Kinder Morgan Inc.’s (KMI) renewable diesel (RD) hub projects in California are in full commercial operation, which may be the first to transport the alternative fuel by pipeline to inland destinations.
“We are confident that the best way to serve markets during this energy evolution is through an all-of-the-above energy mix,” said KMI’s Dax Sanders, president of Products Pipeline. “Pipelines continue to be the safest and most cost-efficient mode of long-haul transportation for liquid fuels.
The hubs are designed to move the low-emissions RD fuel to markets across Northern and Southern California.

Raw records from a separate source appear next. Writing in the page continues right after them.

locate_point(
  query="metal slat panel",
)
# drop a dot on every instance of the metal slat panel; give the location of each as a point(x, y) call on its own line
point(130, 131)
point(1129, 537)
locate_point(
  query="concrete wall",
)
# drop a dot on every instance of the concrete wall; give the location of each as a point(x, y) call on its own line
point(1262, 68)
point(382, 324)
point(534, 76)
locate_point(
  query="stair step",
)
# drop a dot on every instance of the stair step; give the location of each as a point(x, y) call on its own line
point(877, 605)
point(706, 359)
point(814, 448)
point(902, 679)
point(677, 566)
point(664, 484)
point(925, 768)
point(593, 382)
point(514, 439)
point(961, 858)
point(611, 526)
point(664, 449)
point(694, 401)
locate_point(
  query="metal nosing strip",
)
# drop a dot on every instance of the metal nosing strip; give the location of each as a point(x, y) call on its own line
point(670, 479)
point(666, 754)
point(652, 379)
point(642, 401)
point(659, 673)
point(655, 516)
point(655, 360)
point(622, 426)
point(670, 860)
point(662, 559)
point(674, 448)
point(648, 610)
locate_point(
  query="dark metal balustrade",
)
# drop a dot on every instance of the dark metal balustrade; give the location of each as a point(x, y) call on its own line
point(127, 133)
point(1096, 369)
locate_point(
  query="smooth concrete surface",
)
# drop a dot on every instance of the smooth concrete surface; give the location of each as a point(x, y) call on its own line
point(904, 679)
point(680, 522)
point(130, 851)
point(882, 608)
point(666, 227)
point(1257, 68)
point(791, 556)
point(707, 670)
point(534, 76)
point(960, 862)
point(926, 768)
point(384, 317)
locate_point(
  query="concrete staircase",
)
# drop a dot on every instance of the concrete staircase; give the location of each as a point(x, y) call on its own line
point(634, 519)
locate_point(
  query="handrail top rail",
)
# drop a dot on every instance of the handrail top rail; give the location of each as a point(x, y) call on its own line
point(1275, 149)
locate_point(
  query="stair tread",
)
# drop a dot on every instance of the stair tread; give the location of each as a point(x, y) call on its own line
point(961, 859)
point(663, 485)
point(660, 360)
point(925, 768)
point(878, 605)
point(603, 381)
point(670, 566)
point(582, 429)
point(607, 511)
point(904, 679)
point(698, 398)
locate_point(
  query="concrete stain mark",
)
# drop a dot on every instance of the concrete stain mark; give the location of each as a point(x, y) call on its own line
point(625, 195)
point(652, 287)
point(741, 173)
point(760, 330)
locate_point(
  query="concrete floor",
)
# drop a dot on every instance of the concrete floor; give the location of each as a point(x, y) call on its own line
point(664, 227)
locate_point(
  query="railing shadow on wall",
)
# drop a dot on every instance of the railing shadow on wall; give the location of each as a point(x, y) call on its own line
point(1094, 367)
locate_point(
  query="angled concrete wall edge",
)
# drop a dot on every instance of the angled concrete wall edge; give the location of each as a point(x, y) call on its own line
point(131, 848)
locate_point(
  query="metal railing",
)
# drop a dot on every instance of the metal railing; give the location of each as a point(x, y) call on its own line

The Southern California hub has capacity to deliver up to 20,000 boe/d of RD to San Diego and Colton. The hub also connects RD marine suppliers coming into the ports of Los Angeles and Long Beach for area markets.
The Northern California hub has capacity to deliver up to 21,000 boe/d from the San Francisco Bay Area to KMI terminals in Bradshaw, Fresno and San Jose.
“These projects present a significant opportunity to participate in the transition to lower emissions energy sources of the future while continuing to provide fuels still in demand today,”
Sanders said.
RD is diesel made from fats and oils, such as canola oil, but is chemically processed like petroleum diesel. The fuel is aimed as an alternative for trains, trucks and other vehicles.
Almost all domestically produced RD is used in California because of the state’s Low Carbon Fuel Standard (LCFS), according to the U.S. Department of Energy. The LCFS rule was enacted by the California Air Resources Board to decrease carbon emissions from transportation fuel.